The addition of a Delaware-chartered limited purpose trust company
with its sole office in Delaware through the establishment of The Glenmede Trust
Company of Delaware is a natural extension of Glenmede's business plan to
provide a full suite of highly tailored, sophisticated fiduciary and investment
services for affluent individuals and families, trusts and charitable entities who
have chosen to have their financial affairs administered in Delaware. Glenmede
already has a highly experienced management team with a proven track record of
delivering the highest level of client service, deep industry knowledge and prudent
oversight of the fiduciary and risk functions of a well-managed trust company.

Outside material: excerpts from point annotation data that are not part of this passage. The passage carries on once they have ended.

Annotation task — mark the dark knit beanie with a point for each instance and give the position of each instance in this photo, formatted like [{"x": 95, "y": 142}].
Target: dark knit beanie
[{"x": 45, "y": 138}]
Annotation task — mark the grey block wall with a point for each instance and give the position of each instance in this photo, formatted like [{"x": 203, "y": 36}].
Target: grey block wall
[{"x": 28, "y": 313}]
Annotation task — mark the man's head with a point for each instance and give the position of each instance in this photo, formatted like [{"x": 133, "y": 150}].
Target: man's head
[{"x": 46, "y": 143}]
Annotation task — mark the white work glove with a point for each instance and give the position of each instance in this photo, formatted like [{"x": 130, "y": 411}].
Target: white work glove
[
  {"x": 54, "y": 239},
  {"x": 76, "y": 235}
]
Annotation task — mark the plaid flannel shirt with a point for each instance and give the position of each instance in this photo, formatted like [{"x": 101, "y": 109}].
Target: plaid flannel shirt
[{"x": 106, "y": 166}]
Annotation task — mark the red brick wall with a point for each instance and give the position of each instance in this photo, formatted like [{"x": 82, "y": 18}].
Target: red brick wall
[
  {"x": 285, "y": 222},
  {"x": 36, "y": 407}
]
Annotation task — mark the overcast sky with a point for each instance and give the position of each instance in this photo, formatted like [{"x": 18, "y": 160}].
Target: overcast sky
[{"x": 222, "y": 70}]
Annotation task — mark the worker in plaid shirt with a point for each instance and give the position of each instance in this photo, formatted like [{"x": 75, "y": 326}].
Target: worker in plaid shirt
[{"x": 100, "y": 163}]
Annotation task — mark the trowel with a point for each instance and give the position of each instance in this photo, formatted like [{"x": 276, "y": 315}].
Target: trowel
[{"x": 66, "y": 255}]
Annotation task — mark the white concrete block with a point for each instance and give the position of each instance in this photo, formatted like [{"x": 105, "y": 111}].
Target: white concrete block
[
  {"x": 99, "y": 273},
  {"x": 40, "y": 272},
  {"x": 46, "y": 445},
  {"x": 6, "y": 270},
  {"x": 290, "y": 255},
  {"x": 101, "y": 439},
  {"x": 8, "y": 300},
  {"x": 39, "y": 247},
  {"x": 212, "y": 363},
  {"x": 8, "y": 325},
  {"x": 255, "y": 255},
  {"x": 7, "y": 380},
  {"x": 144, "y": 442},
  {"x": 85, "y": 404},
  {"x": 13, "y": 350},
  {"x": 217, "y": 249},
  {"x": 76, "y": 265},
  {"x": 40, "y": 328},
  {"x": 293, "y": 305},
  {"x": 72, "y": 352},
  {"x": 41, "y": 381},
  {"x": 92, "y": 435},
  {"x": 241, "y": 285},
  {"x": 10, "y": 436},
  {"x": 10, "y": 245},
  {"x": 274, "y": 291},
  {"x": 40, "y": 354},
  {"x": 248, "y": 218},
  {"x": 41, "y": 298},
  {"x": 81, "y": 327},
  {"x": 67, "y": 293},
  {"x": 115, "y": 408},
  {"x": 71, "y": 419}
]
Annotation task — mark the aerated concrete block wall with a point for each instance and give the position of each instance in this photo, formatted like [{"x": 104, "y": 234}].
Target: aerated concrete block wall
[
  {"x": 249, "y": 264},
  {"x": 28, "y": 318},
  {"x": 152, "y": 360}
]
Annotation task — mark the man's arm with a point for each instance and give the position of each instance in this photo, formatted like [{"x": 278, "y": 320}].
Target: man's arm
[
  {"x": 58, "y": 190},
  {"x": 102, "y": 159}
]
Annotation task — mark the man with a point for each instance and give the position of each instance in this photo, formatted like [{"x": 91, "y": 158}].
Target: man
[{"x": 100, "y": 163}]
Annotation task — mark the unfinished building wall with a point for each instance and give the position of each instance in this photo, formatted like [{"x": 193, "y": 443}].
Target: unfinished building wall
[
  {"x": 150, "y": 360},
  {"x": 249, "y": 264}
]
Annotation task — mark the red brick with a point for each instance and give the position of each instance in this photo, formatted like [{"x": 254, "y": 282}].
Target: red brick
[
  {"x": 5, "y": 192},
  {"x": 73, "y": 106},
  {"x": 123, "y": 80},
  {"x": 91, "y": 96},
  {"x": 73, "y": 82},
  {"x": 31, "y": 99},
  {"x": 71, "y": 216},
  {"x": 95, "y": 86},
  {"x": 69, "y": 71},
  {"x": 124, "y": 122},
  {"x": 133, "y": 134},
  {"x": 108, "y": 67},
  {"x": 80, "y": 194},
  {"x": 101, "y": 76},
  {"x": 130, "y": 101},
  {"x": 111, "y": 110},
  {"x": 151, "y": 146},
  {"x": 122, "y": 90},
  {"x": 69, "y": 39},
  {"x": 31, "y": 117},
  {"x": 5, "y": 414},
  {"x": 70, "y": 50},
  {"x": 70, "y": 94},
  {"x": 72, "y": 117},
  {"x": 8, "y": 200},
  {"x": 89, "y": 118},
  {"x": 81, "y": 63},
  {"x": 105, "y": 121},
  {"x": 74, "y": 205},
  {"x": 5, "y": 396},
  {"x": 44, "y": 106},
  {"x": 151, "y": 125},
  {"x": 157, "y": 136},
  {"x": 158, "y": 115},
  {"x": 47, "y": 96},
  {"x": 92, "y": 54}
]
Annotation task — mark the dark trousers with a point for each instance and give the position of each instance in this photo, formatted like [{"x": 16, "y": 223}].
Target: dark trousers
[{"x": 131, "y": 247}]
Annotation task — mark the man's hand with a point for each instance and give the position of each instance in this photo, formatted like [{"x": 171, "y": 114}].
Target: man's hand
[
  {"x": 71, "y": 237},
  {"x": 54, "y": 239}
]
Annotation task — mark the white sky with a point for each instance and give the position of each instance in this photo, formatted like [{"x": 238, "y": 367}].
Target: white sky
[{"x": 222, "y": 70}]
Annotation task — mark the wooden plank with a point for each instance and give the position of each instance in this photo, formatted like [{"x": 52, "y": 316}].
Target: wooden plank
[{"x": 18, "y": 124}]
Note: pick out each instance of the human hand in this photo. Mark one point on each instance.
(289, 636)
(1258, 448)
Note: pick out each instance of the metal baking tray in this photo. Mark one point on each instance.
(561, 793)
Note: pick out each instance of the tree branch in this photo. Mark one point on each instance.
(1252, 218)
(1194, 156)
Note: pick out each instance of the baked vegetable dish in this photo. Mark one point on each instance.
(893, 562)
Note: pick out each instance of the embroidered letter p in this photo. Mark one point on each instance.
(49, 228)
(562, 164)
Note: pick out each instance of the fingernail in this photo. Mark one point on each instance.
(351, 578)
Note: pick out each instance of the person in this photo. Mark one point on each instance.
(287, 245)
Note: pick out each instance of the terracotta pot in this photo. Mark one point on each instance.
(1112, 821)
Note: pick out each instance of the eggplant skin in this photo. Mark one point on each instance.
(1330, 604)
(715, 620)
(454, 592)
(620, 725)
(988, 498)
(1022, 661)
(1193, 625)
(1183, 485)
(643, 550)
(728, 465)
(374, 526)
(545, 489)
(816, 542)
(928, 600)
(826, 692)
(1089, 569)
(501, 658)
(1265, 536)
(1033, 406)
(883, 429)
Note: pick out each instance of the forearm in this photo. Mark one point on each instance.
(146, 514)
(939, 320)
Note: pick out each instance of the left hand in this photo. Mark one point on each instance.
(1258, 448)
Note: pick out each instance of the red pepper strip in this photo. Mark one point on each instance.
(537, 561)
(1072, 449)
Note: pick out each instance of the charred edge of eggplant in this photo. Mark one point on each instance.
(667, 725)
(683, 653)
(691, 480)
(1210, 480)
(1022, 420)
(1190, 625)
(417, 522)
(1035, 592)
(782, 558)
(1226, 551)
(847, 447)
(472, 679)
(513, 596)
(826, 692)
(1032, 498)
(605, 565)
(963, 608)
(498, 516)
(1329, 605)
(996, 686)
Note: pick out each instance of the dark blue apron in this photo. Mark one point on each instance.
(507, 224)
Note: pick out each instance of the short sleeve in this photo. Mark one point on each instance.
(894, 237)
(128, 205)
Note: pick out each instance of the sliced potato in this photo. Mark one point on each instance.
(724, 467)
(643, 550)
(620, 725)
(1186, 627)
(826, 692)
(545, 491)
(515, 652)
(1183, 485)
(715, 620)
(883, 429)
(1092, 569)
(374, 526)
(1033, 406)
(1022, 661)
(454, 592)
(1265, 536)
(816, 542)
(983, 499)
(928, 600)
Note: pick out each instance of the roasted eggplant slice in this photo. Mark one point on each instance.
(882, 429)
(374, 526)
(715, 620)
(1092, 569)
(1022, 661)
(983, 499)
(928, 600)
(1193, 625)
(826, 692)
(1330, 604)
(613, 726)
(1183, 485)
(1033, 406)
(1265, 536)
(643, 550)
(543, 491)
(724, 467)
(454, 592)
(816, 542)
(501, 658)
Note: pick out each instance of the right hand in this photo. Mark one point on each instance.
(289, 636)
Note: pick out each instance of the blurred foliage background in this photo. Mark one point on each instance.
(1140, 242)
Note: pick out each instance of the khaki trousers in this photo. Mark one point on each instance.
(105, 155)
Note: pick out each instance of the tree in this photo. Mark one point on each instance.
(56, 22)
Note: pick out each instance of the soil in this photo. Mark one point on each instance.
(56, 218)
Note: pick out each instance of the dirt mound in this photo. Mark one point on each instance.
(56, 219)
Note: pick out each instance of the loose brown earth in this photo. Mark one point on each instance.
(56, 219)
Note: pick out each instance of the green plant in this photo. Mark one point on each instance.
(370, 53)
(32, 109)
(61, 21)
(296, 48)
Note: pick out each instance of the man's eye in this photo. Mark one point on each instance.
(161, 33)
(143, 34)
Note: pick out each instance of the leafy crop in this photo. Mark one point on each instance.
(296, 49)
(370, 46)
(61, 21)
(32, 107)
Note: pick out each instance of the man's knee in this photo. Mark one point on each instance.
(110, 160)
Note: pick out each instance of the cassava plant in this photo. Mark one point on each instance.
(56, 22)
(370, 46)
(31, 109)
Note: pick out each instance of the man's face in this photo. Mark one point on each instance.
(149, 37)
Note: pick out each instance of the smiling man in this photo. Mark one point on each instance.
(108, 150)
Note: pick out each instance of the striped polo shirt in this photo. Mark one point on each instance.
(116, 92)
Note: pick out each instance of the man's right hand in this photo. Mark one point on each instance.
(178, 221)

Additionally, Glenmede has, and the proposed limited purpose trust company will
also have, a comprehensive risk management oversight program that covers all key
areas of risk including compliance, operational, reputational and strategic.
Additional oversight will be provided through governance processes of affiliates
that will be available to the proposed limited purpose trust company through
shared services agreements with its affiliates.
7
The Glenmede Trust Company of Delaware will be led by a five-
person Board of Directors, two of whom are not active officers or employees of the
proposed limited purpose trust company or its affiliates, and all of whom have
years of experience in trust administration, wealth planning, law and the prudent
operation of a regulated financial services company.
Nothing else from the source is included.